UT Austin aerospace graduate student Chloe Johnson

A graduate student in aerospace engineering, Johnson is no stranger to uncrewed aerial vehicle (UAV) and vertical take-off and landing (VTOL) equipment. After receiving her B.S. in engineering mechanics from the University of Wisconsin-Madison, she moved to Austin to pursue her master’s aerospace engineering from the Cockrell School of Engineering. Her research focuses primarily on exploring the efficiency and noise production of coaxial propellers for VTOL, as part of a research partnership with the U.S. Army Research Labs and Uber Elevate, to help develop the rotor technology for vehicles that will be used in Uber’s proposed aviation ride-share network called uberAir.

“We have two rotors on a single shaft, called a ‘stacked rotor,’ and, as those rotate together, we alter the geometry between them to measure changes in performance and acoustics,” Johnson said. “We are working to increase urban air mobility while decreasing the sound pollution that comes with it. I’d love to see air taxis flying everywhere in 10 to 15 years, but I wouldn’t want to hear them.”

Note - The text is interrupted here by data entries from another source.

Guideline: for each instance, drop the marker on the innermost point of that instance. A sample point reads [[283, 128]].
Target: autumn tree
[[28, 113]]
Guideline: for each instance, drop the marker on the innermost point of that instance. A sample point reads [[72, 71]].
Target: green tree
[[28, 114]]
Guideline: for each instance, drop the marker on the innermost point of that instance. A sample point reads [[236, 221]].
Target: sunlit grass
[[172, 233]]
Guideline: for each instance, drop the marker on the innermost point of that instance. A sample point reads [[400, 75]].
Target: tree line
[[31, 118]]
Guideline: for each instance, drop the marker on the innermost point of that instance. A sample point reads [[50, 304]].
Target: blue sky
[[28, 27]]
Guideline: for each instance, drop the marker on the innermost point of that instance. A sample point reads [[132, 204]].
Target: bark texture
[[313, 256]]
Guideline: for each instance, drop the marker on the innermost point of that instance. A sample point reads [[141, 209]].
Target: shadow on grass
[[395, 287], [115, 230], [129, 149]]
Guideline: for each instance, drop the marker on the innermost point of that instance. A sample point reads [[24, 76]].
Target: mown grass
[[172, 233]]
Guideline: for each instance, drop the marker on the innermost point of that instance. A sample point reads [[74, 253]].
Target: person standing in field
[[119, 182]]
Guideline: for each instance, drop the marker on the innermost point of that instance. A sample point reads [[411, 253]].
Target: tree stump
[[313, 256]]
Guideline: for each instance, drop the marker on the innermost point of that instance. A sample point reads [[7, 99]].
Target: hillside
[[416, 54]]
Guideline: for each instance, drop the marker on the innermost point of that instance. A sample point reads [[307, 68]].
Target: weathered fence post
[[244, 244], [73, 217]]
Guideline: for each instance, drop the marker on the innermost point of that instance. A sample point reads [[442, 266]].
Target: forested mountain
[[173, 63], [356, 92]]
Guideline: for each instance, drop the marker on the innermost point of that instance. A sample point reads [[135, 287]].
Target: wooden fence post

The research partnership was announced in August 2018 following a push to reduce the decibels produced by flying vehicles – a transportation method expected to be made commercially available in select cities by 2023. Jayant Sirohi, associate professor in the Cockrell School’s Department of Aerospace Engineering and Engineering Mechanics, is the UT principal investigator for the project.

Chloe Johnson and Jayant Sirohi standing on cinder blocks working on a rotor

“Our end goal is for this data and technology to be used in an uberAIR taxi or similar UAV,” Johnson said. “Our advisor, Dr. Sirohi, always says it’s like five days of work and then two minutes of hold-your-breath excitement as you test your work. That’s the fun part of experimental research – you finally hit ‘go’ and see how everything runs, trusting yourself that you did everything right to prepare for that moment.”

Those two-minute segments of “hold-your-breath excitement” will provide the answers to solving our nation’s heavy congestion issues in major metropolises. A trip south of the river in Austin, for example, could be a mere 10-minute flight, as opposed to the current hour or more we usually face while stuck in heavy traffic.

As Sirohi’s team sifts through their daily data, working to solve traffic congestion issues, reduce the use of fossil fuels through electric vehicles and decrease the level of decibels produced from air transportation, Johnson said she’s excited for the future of urban air transportation.

“Mobility as we know it will be completely different in just a few years,” Johnson said. “I want this technology to be accessible to everybody. I will soon get to see that dream become a reality, and it’s exciting to know I’m playing a part in it.”

Johnson was recently selected by Aviation Week Network and the American Institute of Aeronautics and Astronautics (AIAA) for its 20 Twenties award program for 2020 for her work on the air taxi project.